OCR Computing A-Level Revision

Data Structures & Data Representation

Dynamic Data Structures (3.5.a, 3.5.b)

The size of a "dynamic" data structure changes as data is added and removed. However, it is more complex to program because the size is not fixed. All dynamic data structures can be stored within static data structures, as a hard disk (or other physical storage medium) is effectively a massive static data structure.

Arrays

Arrays are always static. However, it is possible to make a (static) array "appear" dynamic. Space is reserved for potential new items within the array. The more space that is reserved, the more new records can be added, but the less efficiently the data is stored.

Linked Lists

Every item in a linked list has a pointer. The pointer "points" to the next entry in the list. A pointer known as a "terminator" represents the end of the list. This means that the data does ` Qnot have to be stored in a "block", but can be scattered. It also allows the data (but not the structure) to be changed after the structure is created.

Stacks

A stack is similar to an array, but data is only added (or pushed) at one end. It is removed (or popped) from the same end of the structure. A stack is a "last in first out" structure. The top of the stack can also be viewed by peeking at it.

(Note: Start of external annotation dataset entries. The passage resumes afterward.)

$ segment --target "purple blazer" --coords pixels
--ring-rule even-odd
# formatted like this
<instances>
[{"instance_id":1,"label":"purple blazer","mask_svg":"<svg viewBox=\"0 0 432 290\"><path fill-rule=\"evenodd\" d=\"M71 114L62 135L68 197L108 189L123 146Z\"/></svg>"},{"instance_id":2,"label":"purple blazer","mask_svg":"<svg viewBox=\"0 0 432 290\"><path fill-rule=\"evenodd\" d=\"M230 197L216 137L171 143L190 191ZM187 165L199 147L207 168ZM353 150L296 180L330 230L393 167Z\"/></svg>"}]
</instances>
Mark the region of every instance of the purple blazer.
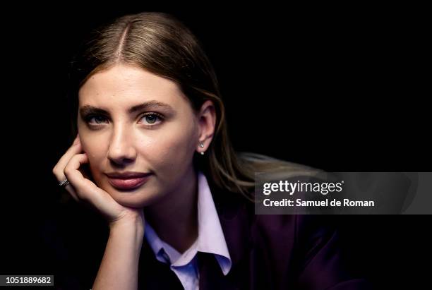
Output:
<instances>
[{"instance_id":1,"label":"purple blazer","mask_svg":"<svg viewBox=\"0 0 432 290\"><path fill-rule=\"evenodd\" d=\"M212 254L198 253L200 289L369 289L344 265L325 216L256 215L253 203L208 180L232 267L224 276ZM183 289L144 239L138 289Z\"/></svg>"}]
</instances>

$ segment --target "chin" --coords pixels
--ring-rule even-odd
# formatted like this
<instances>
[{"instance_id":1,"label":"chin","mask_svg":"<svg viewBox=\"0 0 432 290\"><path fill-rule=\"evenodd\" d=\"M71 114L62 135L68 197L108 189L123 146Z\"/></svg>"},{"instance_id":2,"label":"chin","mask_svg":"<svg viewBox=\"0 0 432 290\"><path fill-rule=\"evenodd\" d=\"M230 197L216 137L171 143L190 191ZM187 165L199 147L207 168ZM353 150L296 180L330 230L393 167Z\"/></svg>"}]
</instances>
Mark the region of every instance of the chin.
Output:
<instances>
[{"instance_id":1,"label":"chin","mask_svg":"<svg viewBox=\"0 0 432 290\"><path fill-rule=\"evenodd\" d=\"M115 191L115 190L114 190ZM128 207L142 208L153 204L159 196L157 193L149 194L148 192L115 192L110 193L114 200L121 205Z\"/></svg>"}]
</instances>

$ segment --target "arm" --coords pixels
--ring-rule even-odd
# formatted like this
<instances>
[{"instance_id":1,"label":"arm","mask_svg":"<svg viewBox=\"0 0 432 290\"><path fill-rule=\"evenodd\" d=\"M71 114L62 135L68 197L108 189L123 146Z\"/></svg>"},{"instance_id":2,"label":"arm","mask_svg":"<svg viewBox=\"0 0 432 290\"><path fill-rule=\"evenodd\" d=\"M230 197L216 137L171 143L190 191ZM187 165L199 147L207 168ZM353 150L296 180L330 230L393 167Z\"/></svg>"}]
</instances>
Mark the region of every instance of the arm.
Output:
<instances>
[{"instance_id":1,"label":"arm","mask_svg":"<svg viewBox=\"0 0 432 290\"><path fill-rule=\"evenodd\" d=\"M109 226L109 237L92 289L136 289L140 253L144 236L140 218Z\"/></svg>"}]
</instances>

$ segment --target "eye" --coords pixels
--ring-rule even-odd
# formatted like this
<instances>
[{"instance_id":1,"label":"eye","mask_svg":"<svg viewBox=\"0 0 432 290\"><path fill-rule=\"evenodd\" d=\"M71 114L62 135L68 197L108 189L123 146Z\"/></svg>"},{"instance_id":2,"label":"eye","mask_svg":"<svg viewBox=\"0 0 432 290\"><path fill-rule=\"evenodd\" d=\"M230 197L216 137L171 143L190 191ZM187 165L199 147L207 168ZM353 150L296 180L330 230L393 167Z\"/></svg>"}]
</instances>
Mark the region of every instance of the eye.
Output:
<instances>
[{"instance_id":1,"label":"eye","mask_svg":"<svg viewBox=\"0 0 432 290\"><path fill-rule=\"evenodd\" d=\"M157 125L162 122L163 117L161 114L158 113L152 112L143 114L140 119L145 120L145 123L150 126L152 126Z\"/></svg>"}]
</instances>

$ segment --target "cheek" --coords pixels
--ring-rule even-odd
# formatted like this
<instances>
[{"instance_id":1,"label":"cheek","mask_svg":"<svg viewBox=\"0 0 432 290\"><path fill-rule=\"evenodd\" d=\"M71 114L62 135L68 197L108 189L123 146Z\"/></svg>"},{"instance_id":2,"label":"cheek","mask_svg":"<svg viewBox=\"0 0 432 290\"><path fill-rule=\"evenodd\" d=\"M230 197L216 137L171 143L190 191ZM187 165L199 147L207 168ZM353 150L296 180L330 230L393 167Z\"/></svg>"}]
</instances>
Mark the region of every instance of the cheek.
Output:
<instances>
[{"instance_id":1,"label":"cheek","mask_svg":"<svg viewBox=\"0 0 432 290\"><path fill-rule=\"evenodd\" d=\"M162 133L149 147L152 154L148 155L148 158L152 161L155 169L180 171L188 167L192 162L197 138L192 127Z\"/></svg>"},{"instance_id":2,"label":"cheek","mask_svg":"<svg viewBox=\"0 0 432 290\"><path fill-rule=\"evenodd\" d=\"M95 169L103 162L106 157L107 141L103 136L92 136L86 138L80 138L83 150L87 154L88 161L92 168L92 172L95 173Z\"/></svg>"}]
</instances>

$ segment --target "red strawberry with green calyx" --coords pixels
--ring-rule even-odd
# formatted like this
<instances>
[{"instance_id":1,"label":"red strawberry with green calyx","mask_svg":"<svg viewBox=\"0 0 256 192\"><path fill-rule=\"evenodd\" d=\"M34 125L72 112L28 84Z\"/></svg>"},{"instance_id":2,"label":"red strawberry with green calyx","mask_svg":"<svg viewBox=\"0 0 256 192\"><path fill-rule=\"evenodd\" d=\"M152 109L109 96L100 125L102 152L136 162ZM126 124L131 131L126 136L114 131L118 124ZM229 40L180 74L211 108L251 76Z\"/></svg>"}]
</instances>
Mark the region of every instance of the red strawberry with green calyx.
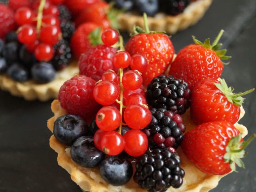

To add (push) data to a stack, the stack has to be checked to ensure it is not full. Similarly, when removing data, the stack has to be checked to ensure it is not empty.

Queues

A queue is similar to an array, but data is only added at one end (the tail). It is removed from the other end (the head). A queue is a "first in first out".

To add data to a queue (enqueue), the queue is first checked to confirm it is not full (if it is then an error is reported). Then, the tail pointer is pointed to the location of the new item. To remove data from a queue (dequeue), the queue is first checked to confirm it is not empty (if it is then an error is reported). Then, the data is removed, and the head pointer is moved to the next item.

Trees

Trees are incredibly powerful data structures. Trees consist of nodes, and each node can have up to two nodes coming off it. The "top" node is known as the root node. Nodes are connected using pointers.

A diagram of a tree data structure

When creating a tree structure, the root node is chosen. Data which comes before the root (in our chosen order) goes to the left, and data which is after the root goes to the right. This process is repeated until a "null" pointer is found - the new node is inserted here with "null" pointers.

The subtrees within a tree data structure

To travel through (traverse) a binary tree (in order), we visit the left subtree, and traverse that. We then visit the root, and then traverse the right subtree. This process is iterative.

Searching (3.5.c)

Serial searching is unavoidable when data is in a random order. The search starts at the first item and moves through the list until either the desired item is found or the end of the list is reached.

Binary Searching

Binary searching is substantially quicker (and exponentially quicker, the longer the list) than serial searching, but it relies on the list being in order.

In a binary search, the middle value is compared to the search value. If this value is the search string, then the search ends. Otherwise, the list is split into two sublists (a list of larger values and a list of smaller values). This process is iterative.

Merging Data Files (3.5.d)

To merge two (ordered) data files into one (ordered) data file:

This process is iterative.

Sorting (3.5.e)

Insertion Sort

The insertion sort "steps" through the list, inserting each item in term into the correct position (relative to the "sorted" items before it). The insertion sort is simple to implement, and generally quicker for small datasets than a quick sort.

Quick Sort

The quicksort selects an item at random (called the pivot). It then creates two new lists, one with all the items less than the pivot, and one with all the items greater than the pivot. This process is repeated until all the "sublists" have only one item.